IMPROVED ESTIMATION METHOD
In June 2007, the ABS will introduce an improved method of estimation for the Labour Force Survey (LFS). The new method, known as composite estimation, is more efficient than the current estimator. That is, the composite estimator achieves a given level of standard error at lower cost than the current estimator.
The new estimation method will be introduced with the release of May 2007 labour force statistics on 7 June 2007 in Labour Force, Australia (cat. no. 6202.0). At the same time, the ABS will release revised historical LFS statistics based on the new estimation method, back to April 2001. An updated standard error model will also be introduced to reflect the composite estimation method.
The change in estimation method will have an impact on all LFS products. Detailed information on statistical impacts will be provided in future releases of this publication and in an information paper to be released in late April 2007.

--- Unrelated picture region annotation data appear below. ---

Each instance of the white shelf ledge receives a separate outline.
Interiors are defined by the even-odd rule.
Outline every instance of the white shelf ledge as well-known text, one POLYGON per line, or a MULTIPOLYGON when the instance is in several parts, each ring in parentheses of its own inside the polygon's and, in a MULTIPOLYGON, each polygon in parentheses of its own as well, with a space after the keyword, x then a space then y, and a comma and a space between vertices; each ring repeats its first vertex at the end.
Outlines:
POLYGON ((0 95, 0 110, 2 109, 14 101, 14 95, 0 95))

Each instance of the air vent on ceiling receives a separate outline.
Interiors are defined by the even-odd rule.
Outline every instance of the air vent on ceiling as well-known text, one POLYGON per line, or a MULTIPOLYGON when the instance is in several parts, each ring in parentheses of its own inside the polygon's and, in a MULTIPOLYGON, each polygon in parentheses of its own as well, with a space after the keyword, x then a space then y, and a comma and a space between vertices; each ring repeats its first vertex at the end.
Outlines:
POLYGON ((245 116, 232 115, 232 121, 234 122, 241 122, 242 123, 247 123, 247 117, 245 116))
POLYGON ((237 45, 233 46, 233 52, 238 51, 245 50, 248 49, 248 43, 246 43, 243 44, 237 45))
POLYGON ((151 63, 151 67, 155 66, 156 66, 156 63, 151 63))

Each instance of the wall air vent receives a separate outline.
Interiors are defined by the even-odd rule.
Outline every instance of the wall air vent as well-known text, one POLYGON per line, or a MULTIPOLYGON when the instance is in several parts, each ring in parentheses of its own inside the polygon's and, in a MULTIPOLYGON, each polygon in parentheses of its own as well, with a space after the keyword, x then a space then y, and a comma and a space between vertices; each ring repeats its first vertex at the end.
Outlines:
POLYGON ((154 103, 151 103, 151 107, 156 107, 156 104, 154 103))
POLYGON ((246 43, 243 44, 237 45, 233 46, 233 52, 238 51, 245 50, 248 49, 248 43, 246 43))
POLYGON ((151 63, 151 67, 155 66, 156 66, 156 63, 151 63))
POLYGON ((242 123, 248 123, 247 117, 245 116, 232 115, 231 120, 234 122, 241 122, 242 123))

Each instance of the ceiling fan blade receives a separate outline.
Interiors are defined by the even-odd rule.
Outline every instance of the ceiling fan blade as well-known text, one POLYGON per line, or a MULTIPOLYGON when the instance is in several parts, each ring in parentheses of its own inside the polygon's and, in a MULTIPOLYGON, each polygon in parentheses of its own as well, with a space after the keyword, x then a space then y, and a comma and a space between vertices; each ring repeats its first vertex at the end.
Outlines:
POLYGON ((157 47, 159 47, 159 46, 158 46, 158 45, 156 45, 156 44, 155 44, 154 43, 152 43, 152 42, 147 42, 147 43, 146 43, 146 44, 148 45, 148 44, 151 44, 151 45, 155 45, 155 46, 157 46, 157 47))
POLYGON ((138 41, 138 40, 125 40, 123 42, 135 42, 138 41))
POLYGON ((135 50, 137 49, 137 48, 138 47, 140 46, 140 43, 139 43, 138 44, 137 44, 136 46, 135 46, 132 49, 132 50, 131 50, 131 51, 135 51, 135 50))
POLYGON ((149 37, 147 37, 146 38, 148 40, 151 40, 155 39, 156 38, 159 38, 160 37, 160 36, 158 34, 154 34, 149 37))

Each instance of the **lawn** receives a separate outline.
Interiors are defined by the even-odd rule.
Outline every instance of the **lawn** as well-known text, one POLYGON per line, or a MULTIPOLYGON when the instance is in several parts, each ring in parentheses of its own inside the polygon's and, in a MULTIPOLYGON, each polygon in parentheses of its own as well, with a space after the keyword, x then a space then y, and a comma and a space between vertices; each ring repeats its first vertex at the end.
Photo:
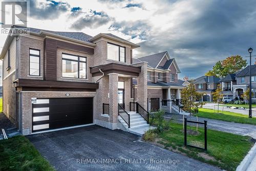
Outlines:
POLYGON ((219 112, 221 113, 219 114, 215 113, 214 112, 214 110, 212 109, 201 108, 199 109, 198 113, 194 116, 209 119, 221 120, 228 122, 256 125, 256 118, 255 117, 249 118, 248 115, 228 111, 223 111, 222 112, 221 110, 220 110, 219 112))
MULTIPOLYGON (((227 170, 236 170, 253 145, 253 141, 249 136, 208 130, 207 152, 185 147, 182 124, 171 123, 170 125, 170 130, 157 134, 153 143, 227 170)), ((194 126, 188 126, 188 129, 196 130, 194 126)), ((203 147, 204 130, 199 128, 198 131, 200 133, 198 135, 188 135, 188 143, 203 147)))
POLYGON ((3 98, 0 98, 0 112, 3 112, 3 98))
MULTIPOLYGON (((241 108, 243 107, 244 108, 247 108, 249 109, 249 104, 221 104, 220 106, 234 106, 234 107, 238 107, 238 108, 241 108)), ((252 108, 256 108, 256 104, 251 104, 251 106, 252 108)))
POLYGON ((0 170, 54 170, 25 137, 0 141, 0 170))

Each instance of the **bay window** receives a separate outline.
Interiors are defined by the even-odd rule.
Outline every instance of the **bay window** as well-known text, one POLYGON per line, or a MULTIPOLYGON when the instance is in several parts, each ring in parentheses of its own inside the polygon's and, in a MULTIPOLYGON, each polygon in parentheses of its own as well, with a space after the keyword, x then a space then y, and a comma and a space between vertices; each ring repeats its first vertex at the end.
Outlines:
POLYGON ((108 43, 108 59, 125 62, 125 48, 108 43))
POLYGON ((62 53, 62 77, 73 78, 87 78, 87 58, 62 53))
POLYGON ((29 75, 40 76, 40 50, 29 49, 29 75))

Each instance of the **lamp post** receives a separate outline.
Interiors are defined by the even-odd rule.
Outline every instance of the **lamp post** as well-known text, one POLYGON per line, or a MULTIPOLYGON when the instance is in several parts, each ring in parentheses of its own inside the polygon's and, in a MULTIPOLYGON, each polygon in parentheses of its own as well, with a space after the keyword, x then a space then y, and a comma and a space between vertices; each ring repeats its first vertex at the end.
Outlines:
POLYGON ((250 86, 249 87, 249 117, 251 118, 251 52, 252 52, 252 48, 250 48, 248 50, 248 52, 250 54, 250 66, 249 67, 249 70, 250 70, 250 86))

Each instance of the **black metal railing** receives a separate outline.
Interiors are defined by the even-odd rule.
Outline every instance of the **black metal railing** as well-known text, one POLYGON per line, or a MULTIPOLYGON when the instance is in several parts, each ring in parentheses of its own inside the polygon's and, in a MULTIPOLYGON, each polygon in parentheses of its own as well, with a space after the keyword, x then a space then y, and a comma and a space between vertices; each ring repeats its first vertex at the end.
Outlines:
POLYGON ((136 111, 136 102, 130 102, 130 111, 136 111))
POLYGON ((167 106, 167 102, 168 100, 166 99, 162 99, 162 105, 167 106))
POLYGON ((109 115, 110 114, 110 104, 103 103, 102 105, 103 110, 102 113, 103 114, 109 115))
POLYGON ((130 127, 130 114, 119 104, 118 104, 118 115, 120 116, 122 119, 128 125, 128 127, 130 127))
POLYGON ((150 115, 148 112, 141 106, 138 102, 136 103, 136 113, 140 114, 146 121, 147 124, 150 123, 150 115))
POLYGON ((179 104, 179 102, 178 100, 176 100, 177 99, 173 99, 172 100, 172 102, 174 103, 175 105, 172 104, 172 106, 175 109, 176 109, 177 110, 179 111, 179 112, 180 112, 180 105, 179 104))

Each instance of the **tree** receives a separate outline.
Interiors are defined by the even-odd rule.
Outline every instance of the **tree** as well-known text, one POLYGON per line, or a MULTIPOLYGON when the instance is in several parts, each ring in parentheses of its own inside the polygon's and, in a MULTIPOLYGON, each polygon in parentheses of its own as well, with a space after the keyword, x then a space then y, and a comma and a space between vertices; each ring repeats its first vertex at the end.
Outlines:
POLYGON ((205 103, 196 102, 197 100, 202 97, 203 93, 196 91, 193 80, 190 80, 189 82, 190 83, 181 91, 181 99, 183 104, 183 110, 189 112, 191 114, 193 112, 198 111, 198 108, 202 108, 205 103))
POLYGON ((220 84, 218 85, 217 89, 215 92, 212 93, 212 95, 214 101, 218 103, 218 113, 219 113, 219 104, 222 101, 223 98, 223 93, 222 93, 222 90, 221 88, 220 84))
MULTIPOLYGON (((246 99, 246 100, 249 100, 249 94, 250 94, 250 89, 248 89, 244 93, 244 94, 243 94, 243 95, 242 95, 242 97, 243 97, 244 99, 246 99)), ((251 92, 251 96, 252 97, 254 96, 253 92, 251 92)))
POLYGON ((212 70, 209 70, 205 73, 205 75, 223 78, 229 74, 233 74, 242 69, 247 65, 246 60, 243 60, 241 56, 231 56, 216 62, 212 70))

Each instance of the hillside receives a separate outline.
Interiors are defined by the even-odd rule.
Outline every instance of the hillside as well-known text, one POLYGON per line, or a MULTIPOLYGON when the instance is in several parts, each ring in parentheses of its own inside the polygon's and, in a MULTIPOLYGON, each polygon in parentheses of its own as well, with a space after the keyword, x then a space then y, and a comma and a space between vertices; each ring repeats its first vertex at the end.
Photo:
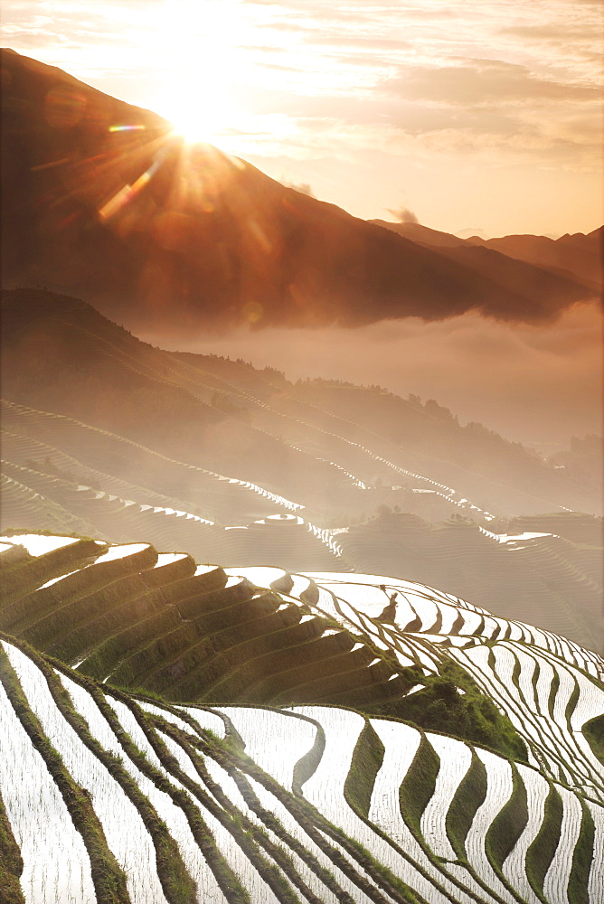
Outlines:
POLYGON ((601 519, 565 511, 594 510, 597 470, 433 400, 166 353, 77 299, 2 312, 0 530, 390 574, 603 648, 601 519))
POLYGON ((475 235, 460 239, 420 223, 387 222, 384 220, 371 220, 370 222, 426 248, 439 249, 451 260, 477 272, 491 277, 496 274, 499 281, 505 274, 506 282, 504 285, 508 284, 507 280, 514 285, 517 279, 526 285, 531 280, 542 278, 538 271, 547 270, 552 275, 576 280, 595 294, 601 293, 604 227, 587 235, 577 232, 560 239, 545 235, 505 235, 498 239, 482 239, 475 235), (477 251, 477 249, 481 250, 477 251), (486 250, 493 253, 486 255, 486 250), (520 262, 529 266, 523 267, 520 262))
POLYGON ((2 66, 5 285, 45 285, 177 335, 470 309, 536 322, 586 296, 527 265, 514 277, 510 259, 501 284, 500 268, 478 272, 186 146, 159 117, 57 69, 12 51, 2 66))
MULTIPOLYGON (((433 400, 424 405, 323 381, 292 384, 270 369, 163 352, 89 305, 42 290, 5 291, 2 322, 7 401, 261 485, 325 527, 339 513, 401 504, 414 488, 438 491, 442 511, 483 517, 561 506, 599 513, 597 484, 567 476, 482 425, 461 426, 433 400)), ((132 466, 123 462, 115 476, 131 479, 132 466)))
POLYGON ((598 904, 600 657, 405 581, 0 541, 11 901, 598 904))

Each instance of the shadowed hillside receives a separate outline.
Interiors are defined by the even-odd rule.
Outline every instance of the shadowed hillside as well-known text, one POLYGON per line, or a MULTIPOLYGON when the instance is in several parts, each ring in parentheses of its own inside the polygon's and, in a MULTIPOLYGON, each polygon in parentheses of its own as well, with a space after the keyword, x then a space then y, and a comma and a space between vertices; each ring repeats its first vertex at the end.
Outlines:
POLYGON ((576 280, 594 295, 601 293, 604 230, 601 226, 587 235, 577 232, 560 239, 545 235, 505 235, 499 239, 481 239, 474 235, 459 239, 420 223, 386 222, 384 220, 371 220, 370 222, 426 248, 439 249, 451 260, 478 273, 492 277, 496 274, 501 285, 509 285, 509 281, 513 284, 519 279, 527 286, 540 278, 538 270, 547 270, 552 275, 576 280), (477 251, 477 249, 481 250, 477 251), (485 251, 495 253, 485 254, 485 251), (521 262, 529 266, 522 266, 521 262))
MULTIPOLYGON (((597 483, 573 479, 480 424, 461 426, 433 400, 334 381, 292 384, 270 369, 163 352, 89 305, 41 290, 4 292, 2 317, 7 401, 260 485, 321 526, 345 526, 382 504, 409 509, 415 489, 434 491, 439 517, 448 506, 479 518, 559 506, 599 513, 597 483)), ((138 483, 132 477, 143 453, 130 449, 130 463, 114 473, 138 483)))
POLYGON ((585 297, 509 259, 501 282, 496 255, 478 254, 478 268, 448 259, 209 145, 185 146, 159 117, 57 69, 12 51, 2 65, 10 285, 47 285, 180 335, 470 309, 532 322, 585 297))
POLYGON ((598 904, 599 656, 388 578, 0 539, 11 901, 598 904))

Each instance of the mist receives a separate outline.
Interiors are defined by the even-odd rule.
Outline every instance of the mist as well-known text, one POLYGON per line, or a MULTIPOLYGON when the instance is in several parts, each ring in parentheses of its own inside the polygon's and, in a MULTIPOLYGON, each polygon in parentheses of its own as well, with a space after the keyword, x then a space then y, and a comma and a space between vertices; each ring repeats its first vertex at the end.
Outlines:
POLYGON ((543 452, 568 446, 571 436, 602 431, 602 315, 595 304, 574 305, 546 325, 470 312, 357 329, 240 328, 171 344, 158 335, 141 338, 276 367, 289 380, 345 380, 435 399, 462 423, 478 420, 543 452))

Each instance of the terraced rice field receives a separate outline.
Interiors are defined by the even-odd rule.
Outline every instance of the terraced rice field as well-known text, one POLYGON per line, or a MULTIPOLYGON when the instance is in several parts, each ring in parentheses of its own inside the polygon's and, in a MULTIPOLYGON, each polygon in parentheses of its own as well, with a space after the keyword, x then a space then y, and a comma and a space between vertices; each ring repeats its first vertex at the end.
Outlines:
POLYGON ((387 577, 35 534, 0 564, 7 900, 604 899, 596 653, 387 577), (436 687, 518 755, 418 723, 436 687))

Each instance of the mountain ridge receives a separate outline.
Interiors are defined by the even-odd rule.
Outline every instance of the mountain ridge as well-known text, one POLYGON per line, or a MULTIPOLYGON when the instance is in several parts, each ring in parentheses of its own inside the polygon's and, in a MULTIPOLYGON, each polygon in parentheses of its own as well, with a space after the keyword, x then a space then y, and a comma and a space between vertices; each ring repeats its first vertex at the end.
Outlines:
POLYGON ((530 287, 502 287, 211 146, 188 148, 165 120, 61 71, 14 53, 3 65, 5 284, 82 295, 166 333, 470 309, 539 322, 585 297, 537 270, 530 287))

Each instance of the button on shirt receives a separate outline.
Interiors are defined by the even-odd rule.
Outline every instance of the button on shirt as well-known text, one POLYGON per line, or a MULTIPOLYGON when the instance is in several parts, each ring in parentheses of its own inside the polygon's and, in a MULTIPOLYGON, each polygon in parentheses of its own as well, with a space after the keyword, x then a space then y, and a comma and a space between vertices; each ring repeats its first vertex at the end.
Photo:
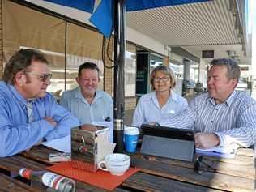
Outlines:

REVIEW OF CURRENT ESTIMATION METHOD
The current LFS estimator derives estimates of the number of people employed, unemployed and not in the labour force by applying expansion factors (or weights) to the LFS sample responses for the reference month so they add up to independent estimates of the civilian population aged 15 years and over (called population benchmarks). The benchmarks are classified by geographic area, age and sex.
The ABS has been investigating composite estimation methods for several years. Some of the ABS research findings are available in the article 'Can Labour Force Estimates be Improved using Matched Sample Estimates?' in the May 1998 issue of Australian Economic Indicators (cat. no. 1350.0), available free from the ABS web site.
NEW ESTIMATION METHOD
The composite estimation method being implemented is a modified version of a Best Linear Unbiased Estimator. The new composite estimator will combine data collected in the previous six months with the current month's data to produce the current month's estimates. Technical details about the method can be found in Research Paper: The impact of rotation patterns and composite estimation on survey outcomes, MAC Paper, 1998 (cat. no. 1352.0.55.017). The method is similar to that being used for labour force surveys in several other countries.
In the LFS, dwellings remain in the survey for eight consecutive months, with one-eighth of the sample being replaced each month. This means there is a seven-eighth overlap in the dwelling samples in adjacent months, a six-eighth overlap in the samples two months apart, and so on. The composite estimator exploits the high correlation between overlapping samples across the current and immediately preceding months to achieve lower standard errors than the current estimator.
EFFECT ON THE LEVELS OF LABOUR FORCE ESTIMATES
The new composite estimator produces estimates of employment and unemployment which are slightly lower on average than those produced by the current estimator. This effect applies for original, seasonally adjusted and trend series. However, the underlying directions of the series are unchanged under composite estimation.
Analysis of labour force data for the period April 2001 to January 2007 shows that, for seasonally adjusted series at the Australia level, employment estimates are 0.07% lower on average under composite estimation than under the current estimator. Unemployment estimates are 1.60% lower, whilst the unemployment rate is 0.08 percentage points lower (on average). The participation rate is 0.10 percentage points lower on average.
The tendency for slightly lower levels of employment and unemployment under composite estimation is due to the 'time in survey' effect which has long been observed in the LFS. This effect refers to the tendency of the incoming one-eighth sub-sample each month to produce slightly higher employment and unemployment results (and lower numbers of not in the labour force) than the other sub-samples that have been in sample for some months. The composite estimator changes the impact of the 'time in survey' effect on survey estimates because it puts less weight on the dwellings that are new in the sample. See the April 1998 release of the publication Working Papers in Econometrics and Applied Statistics, No. 98/2 (cat. no. 1351.0).